乱積み vs 層積み
乱積み vs 層積みは、消波ブロックを不規則にかみ合わせて置く方法と、平らな面に規則正しく段状に並べる方法の対比です。乱積みは沈下後に安定しやすく、層積みは据付直後から安定しますが、平坦な均し面が必要です。
セクション別の図解
同じ海岸断面の左半分に乱積み、右半分に層積みが描かれ、外観と安定する時期の違いが並べて示されています。

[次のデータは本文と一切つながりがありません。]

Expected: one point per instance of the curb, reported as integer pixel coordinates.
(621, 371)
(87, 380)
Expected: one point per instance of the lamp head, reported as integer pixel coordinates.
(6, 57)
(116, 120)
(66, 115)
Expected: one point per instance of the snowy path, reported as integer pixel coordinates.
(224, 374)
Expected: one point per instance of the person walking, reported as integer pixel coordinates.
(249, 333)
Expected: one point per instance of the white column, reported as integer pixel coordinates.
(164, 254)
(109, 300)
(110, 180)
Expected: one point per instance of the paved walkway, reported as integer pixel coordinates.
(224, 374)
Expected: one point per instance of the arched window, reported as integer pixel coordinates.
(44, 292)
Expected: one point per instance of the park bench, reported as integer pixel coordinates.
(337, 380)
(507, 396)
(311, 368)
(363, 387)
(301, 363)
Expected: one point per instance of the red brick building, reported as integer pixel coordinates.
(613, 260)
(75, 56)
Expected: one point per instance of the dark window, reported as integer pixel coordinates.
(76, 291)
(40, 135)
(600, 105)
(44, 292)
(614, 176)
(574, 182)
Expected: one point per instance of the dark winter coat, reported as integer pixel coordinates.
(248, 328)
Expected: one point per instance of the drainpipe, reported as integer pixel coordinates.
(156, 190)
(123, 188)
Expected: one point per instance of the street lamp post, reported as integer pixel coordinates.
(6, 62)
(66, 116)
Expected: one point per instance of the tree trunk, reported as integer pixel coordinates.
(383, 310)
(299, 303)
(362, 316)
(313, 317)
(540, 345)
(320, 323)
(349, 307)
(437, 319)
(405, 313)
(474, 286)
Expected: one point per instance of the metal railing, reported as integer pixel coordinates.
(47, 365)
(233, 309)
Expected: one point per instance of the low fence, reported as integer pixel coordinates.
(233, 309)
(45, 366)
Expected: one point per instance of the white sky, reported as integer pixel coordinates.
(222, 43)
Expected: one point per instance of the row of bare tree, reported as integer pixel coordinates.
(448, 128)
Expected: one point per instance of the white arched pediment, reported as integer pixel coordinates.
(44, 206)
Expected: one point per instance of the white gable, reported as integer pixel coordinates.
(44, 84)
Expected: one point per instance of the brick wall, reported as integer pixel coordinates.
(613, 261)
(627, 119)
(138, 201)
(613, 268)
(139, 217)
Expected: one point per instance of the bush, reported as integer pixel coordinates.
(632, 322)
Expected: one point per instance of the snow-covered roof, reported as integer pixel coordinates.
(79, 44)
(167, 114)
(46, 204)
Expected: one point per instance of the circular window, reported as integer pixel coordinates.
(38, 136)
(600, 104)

乱積み vs 層積みは、消波ブロック (波の力を弱める大きなコンクリートブロック) の置き方を比べる用語です。乱積みは不規則に置いて、あとから沈下しながらブロック同士がかみ合います。層積みは平らに均した面へ規則的に並べるため、据付直後の形が安定しやすいです。海岸の形や施工面の平らさで使い分けます。
曲線護岸と凹凸のある捨石面を背景に、乱積みが対応しやすい範囲と層積みが不利な範囲が色分けされています。
比較の軸は、施工面が平らか、形が複雑かです。乱積みはブロックの向きがそろわなくてもかみ合うため、曲線護岸や凹凸のある捨石面に合わせやすいです。層積みは列をそろえるので見た目と初期安定に強みがありますが、面がでこぼこだと据付精度が落ちます。乱積み vs 層積みでは、現場の形に合うかで判断します。
乱積みのブロック同士が不規則に触れる部分を拡大し、沈下後に互いを押さえ込む接触点が赤色で強調されています。
乱積みの特徴は、最初から整った形を作るより、ブロック同士のかみ合わせで波に抵抗する点です。据付直後は少し不安定に見えても、波や自重で沈むうちに接触点が増え、互いに動きを止め合います。積み木を雑に置いたあと、隙間へ食い込んで動きにくくなるイメージです。曲線部や凹凸部では、この柔軟さが役立ちます。
平坦に均した捨石面の上で、消波ブロックが段ごとに規則正しく並び、正面からそろった外観が見えています。
層積みの特徴は、ブロックを層ごとにそろえて置くため、据付直後から形が安定しやすいことです。棚に箱をきれいに並べるように、下の面が平らであるほど上の列も整います。反対に、均し面が波打っていると高さや傾きがずれ、局所的に力が集中します。直線的な護岸や平坦な基礎面では、層積みの長所を生かしやすいです。